Dear Colleague,
As congressional discussions on Medicaid and health reform break for the April recess, we wanted to alert you to some new and newly relevant publications from MACPAC. Among the new and noteworthy topics are:
- How states exercise flexibility in their Medicaid programs including eligibility pathways, benefits, and payment policies. Stay tuned for additional briefs on enrollment processes, cost sharing, and other topics soon.

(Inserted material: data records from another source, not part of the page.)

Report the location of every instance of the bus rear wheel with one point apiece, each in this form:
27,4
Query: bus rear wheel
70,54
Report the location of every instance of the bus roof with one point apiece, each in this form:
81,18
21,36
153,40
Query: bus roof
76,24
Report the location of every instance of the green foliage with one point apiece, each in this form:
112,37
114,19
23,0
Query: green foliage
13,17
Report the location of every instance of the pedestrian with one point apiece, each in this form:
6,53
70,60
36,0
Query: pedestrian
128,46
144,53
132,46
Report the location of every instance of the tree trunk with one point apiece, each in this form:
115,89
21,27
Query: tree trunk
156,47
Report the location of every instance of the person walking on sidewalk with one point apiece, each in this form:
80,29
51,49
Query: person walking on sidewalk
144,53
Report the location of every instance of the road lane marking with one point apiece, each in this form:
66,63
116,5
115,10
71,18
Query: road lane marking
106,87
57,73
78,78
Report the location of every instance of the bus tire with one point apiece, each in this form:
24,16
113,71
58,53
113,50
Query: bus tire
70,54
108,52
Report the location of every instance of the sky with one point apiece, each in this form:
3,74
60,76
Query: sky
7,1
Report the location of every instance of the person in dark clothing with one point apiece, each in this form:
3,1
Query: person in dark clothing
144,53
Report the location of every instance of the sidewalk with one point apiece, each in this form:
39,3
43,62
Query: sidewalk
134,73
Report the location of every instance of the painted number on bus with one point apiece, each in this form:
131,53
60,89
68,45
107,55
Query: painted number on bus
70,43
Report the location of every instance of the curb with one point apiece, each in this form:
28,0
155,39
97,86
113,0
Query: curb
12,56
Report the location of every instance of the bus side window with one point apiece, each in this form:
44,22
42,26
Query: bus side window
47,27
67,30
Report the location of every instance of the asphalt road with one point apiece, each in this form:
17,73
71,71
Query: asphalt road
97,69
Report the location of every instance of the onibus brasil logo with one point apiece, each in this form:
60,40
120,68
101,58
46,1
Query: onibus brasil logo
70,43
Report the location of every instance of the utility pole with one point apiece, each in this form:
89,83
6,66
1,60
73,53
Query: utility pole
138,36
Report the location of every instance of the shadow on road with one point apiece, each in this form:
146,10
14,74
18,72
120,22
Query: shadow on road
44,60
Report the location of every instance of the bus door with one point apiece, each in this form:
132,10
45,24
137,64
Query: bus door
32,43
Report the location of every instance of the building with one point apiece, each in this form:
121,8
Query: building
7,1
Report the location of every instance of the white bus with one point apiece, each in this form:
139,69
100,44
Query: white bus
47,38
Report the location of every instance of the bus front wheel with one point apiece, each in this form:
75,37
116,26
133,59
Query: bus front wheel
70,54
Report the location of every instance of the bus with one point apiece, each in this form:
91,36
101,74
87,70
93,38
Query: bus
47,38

- The mechanics of setting per capita caps, in particular, the extent to which Medicaid managed care rate setting and the process for establishing budget neutrality limits in Section 1115 demonstration waivers are useful analogues in considering how caps might be set at the national level.
- Key design elements of per capita caps and block grants.
- A detailed look at Medicaid spending over time, compared to other payers, and drivers of growth.
- How states and Medicaid managed care plans are responding to the high costs of specialty drugs.
On hospital payment:
- A new issue brief with results from a first-ever study benchmarking Medicaid payment to other payers such as Medicare. The study reports, among other findings, that base Medicaid payment for inpatient services varies considerably among states but that once supplemental payments are included, Medicaid payment is comparable or higher than Medicare.
- New analysis as part of MACPAC’s required study of Medicaid DSH payments showing that while hospital uncompensated care is dropping nationally—and much more in states that expanded Medicaid under the Affordable Care Act—safety-net hospitals continue to struggle financially.
In preparation for congressional action on the future of CHIP:
- A new analysis projecting when states will begin to exhaust their federal CHIP funds, an update of projections made in the Commission’s January 2017 Recommendations for the Future of CHIP and Children’s Coverage.
You also might be interested in:
- Our access in brief series. Adults with Medicaid are much more likely to have a usual source of care than uninsured adults and as likely as privately insured patients to have a usual source of care. Nevertheless, patients with Medicaid are more likely to experience other barriers to care than privately insured patients. A separate set of issue briefs contains similar findings for children with Medicaid coverage.
- Compendia of state Medicaid payment policies that detail fee-for-service physician payment policies, state Medicaid policies for Medicare cost sharing, and Medicaid payment policies for outpatient hospital services for every state.
- MACPAC’s newest policy spreadsheet that inventories the functional assessment tools used by each state to determine eligibility and develop care plans for long-term services and supports.
- Downloading a wide array of detailed state-by-state Medicaid and CHIP data in MACStats, MACPAC’s repository of difficult-to-find Medicaid and CHIP statistics and information.